Tyler Murdoch, rugged, rough-edged, with an uncanny flair for anything and everything mechanical.
And Luke. Laughing, blue-eyed Luke Callaghan.
Haley had developed severe crushes on each of her brother’s pals at one time or another, but Luke had stolen her heart. She was so young when she’d first tumbled into love with him, just growing into the seductive curves and smoldering Italian looks she’d inherited from her mother. A typical teenage girl, she’d alternated between outrageously blatant attempts to attract Luke’s attention and tongue-tied shyness when she did.
He’d been kind to her, she remembered on a wave of stinging regret for those golden days of her girlhood. Teasing and big-brotherly and kind. If he’d recognized the signs of adolescent fixation, he never let on.
During her college years she’d seen Luke less frequently, but each time she did, she’d fallen a little more in love with him. He and Ricky and the others had joined the marines by then. They made only brief trips home for the holidays or lightning-quick visits en route to some mission or another. To Haley’s chagrin, Luke didn’t spend enough time at home to notice that Ricky’s sister was now all grown up.
If he hadn’t noticed, however, Frank Del Brio certainly had.
Shuddering, Haley recalled how the handsome older man had started hitting on her soon after her graduation from the University of Texas. It shamed her now to admit that his attentions had flattered her at first. Dark-haired, dark-eyed, and six-two of solid muscle, Frank could charm the knickers off a nun if he wanted to. Only after Haley had come to understand how deeply Del Brio was involved in her uncle Carmine’s more dangerous undertakings did she try to break things off.

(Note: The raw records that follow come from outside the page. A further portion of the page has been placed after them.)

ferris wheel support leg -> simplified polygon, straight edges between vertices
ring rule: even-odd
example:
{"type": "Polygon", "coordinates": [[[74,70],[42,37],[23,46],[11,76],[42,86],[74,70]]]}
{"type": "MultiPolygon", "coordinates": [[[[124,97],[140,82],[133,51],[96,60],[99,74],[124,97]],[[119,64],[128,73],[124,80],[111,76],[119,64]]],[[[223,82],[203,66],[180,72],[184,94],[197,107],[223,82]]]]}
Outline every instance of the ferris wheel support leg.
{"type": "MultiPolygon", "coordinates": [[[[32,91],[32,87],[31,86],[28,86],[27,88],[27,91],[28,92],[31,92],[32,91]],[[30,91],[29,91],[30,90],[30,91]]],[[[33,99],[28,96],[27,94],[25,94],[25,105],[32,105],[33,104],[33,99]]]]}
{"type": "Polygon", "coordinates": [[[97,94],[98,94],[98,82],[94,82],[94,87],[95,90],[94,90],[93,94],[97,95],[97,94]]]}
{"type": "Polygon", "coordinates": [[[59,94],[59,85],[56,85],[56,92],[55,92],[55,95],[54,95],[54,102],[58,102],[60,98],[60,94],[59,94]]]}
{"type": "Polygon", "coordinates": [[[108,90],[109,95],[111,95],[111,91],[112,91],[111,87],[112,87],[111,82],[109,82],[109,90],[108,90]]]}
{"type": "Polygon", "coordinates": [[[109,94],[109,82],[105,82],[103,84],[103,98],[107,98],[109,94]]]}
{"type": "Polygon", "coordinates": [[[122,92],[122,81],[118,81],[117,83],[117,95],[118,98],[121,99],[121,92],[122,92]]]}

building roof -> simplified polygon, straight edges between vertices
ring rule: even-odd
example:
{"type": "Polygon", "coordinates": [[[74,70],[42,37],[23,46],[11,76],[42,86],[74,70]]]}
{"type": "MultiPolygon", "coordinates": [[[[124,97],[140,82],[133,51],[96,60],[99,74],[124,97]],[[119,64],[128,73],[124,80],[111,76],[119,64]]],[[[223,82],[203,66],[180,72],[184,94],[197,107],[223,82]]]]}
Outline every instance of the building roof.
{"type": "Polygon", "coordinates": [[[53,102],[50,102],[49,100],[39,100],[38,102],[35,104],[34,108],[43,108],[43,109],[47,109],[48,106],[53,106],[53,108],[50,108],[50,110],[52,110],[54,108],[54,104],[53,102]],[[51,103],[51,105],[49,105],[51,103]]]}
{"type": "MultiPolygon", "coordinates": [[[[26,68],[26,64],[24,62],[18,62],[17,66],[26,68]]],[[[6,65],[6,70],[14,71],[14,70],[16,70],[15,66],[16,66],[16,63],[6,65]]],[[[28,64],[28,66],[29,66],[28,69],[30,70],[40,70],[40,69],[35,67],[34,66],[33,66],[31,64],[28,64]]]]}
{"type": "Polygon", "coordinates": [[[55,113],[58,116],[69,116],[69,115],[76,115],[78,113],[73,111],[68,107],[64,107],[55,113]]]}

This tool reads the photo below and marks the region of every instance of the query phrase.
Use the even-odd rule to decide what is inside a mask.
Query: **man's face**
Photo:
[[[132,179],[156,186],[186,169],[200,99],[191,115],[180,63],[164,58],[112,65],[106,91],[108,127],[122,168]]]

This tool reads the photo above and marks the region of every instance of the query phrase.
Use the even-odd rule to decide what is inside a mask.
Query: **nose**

He’d given her a first taste of his temper then, and of his ruthlessness. Her father was in the family business, too, Frank had reminded Haley with a smile. Not as deep as his brother, Carmine, certainly, but deep enough to make him a target for the feds or for rival mob members if the right hints were dropped in the wrong ears. The threat was still hanging heavy on her mind when Frank slid a diamond ring onto her finger.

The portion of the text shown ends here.